In fact, in the decade prior to the pandemic, the number of employed people had steadily been increasing. But employment growth did not keep pace with the growth in the labour force, hence the higher rates of unemployment.
Since the pandemic quarter, the labour force has inched closer to the size it was before Covid-19, but job recovery has proven more elusive. This is despite economic recovery. In the first quarter of this year, the size of the economy returned to pre-Covid levels, with real GDP slightly higher than what it was before the pandemic.
Pienaar noted that the lag in employment, compared with GDP recovery, is partly the result of continued economic uncertainty among investors.
“Companies have seen demand coming back for their goods, but how sustainable is it given the shocks we have seen the last couple of years? So I think that they have kind of waited to see whether we have a sustainable environment here before employing more people … The economy will probably need to grow for consecutive years of 3% plus before we really see employment growing.”
Magic bullet
Haroon Bhorat, professor of economics and director of the Development Policy Research Unit at the University of Cape Town, pointed out that South Africa’s employment elasticity — the percentage change in employment associated with a 1% increase in GDP — is not unusually low.
For a 1% increase in GDP, there is about a 0.7% increase in employment. “That turns out not to be that bad compared to other middle-income countries,” Bhorat noted.
But South Africa’s unemployment rate is significantly higher compared with these countries, including Costa Rica, Columbia and Brazil. The key reason for this, Bhorat said, is that the rates of informality in these countries are far higher.
“The reason we have very high rates of unemployment is not principally due to the standard constraints on economic growth, which we regularly consider in policy debates — but rather due to the fact that we have a very low proportion of the labour force in the informal sector. South Africa’s rate of informality is one of the lowest in a sample of comparator economies.”
For this reason, reducing the barriers to entry into the informal sector will dramatically reduce the unemployment rate, Bhorat said.
Policy interventions to boost employment, in both the formal and informal sectors, will take time.
“You have to at least not discourage labour-intensive economic growth.
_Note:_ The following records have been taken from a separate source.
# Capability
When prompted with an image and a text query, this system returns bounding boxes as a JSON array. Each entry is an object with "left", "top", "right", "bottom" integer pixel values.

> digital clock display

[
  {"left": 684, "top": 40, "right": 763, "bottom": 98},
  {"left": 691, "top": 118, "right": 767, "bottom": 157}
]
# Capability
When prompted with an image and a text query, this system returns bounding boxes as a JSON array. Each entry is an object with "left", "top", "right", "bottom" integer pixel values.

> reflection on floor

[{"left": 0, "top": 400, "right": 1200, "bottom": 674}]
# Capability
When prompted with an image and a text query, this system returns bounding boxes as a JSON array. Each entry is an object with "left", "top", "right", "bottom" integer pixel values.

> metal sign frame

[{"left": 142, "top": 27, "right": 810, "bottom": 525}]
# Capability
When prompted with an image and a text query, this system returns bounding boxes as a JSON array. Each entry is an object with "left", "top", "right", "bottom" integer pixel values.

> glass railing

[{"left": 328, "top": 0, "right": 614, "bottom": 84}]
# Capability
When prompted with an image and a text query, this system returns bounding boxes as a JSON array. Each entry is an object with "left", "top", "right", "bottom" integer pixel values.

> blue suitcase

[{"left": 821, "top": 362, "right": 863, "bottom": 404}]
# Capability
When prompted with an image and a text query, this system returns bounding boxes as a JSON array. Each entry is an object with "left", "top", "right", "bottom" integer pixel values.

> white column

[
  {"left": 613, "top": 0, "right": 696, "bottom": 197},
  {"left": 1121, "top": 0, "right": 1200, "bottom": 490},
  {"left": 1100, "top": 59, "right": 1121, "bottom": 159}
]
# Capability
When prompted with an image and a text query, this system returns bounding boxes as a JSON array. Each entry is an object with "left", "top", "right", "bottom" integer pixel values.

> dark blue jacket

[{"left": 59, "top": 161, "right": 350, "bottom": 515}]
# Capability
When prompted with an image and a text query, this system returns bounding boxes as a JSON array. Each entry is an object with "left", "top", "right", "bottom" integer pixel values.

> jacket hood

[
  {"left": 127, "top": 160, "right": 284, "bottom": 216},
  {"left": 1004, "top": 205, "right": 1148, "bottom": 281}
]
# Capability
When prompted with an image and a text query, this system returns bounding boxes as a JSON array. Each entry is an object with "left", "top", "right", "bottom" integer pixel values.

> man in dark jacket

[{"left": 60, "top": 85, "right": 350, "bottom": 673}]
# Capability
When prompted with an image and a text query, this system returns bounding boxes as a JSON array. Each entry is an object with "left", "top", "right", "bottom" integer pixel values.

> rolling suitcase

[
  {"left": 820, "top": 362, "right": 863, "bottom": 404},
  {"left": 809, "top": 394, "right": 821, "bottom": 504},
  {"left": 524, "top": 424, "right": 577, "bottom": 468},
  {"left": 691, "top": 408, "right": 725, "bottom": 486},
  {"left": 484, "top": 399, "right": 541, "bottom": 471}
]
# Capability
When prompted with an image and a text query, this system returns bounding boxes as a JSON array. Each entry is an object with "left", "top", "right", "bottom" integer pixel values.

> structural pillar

Because that is going to give you larger numbers of formal-sector employment, which is very important to structurally transform the economy,” Bhorat said.
“But in the interim — while you try and do that, and encourage investment, keep the exchange rate stable and lower interest rates and create incentives and so on — you better make sure you’re not you’re not dissuading, or violent discouraging, the vulnerable from finding some piece of the economic pie through the informal sector.
“We are clearly not thinking creatively about encouraging the informal sector in South Africa. Growing the informal sector is the closest we have to a magic bullet to reducing our unemployment rates.”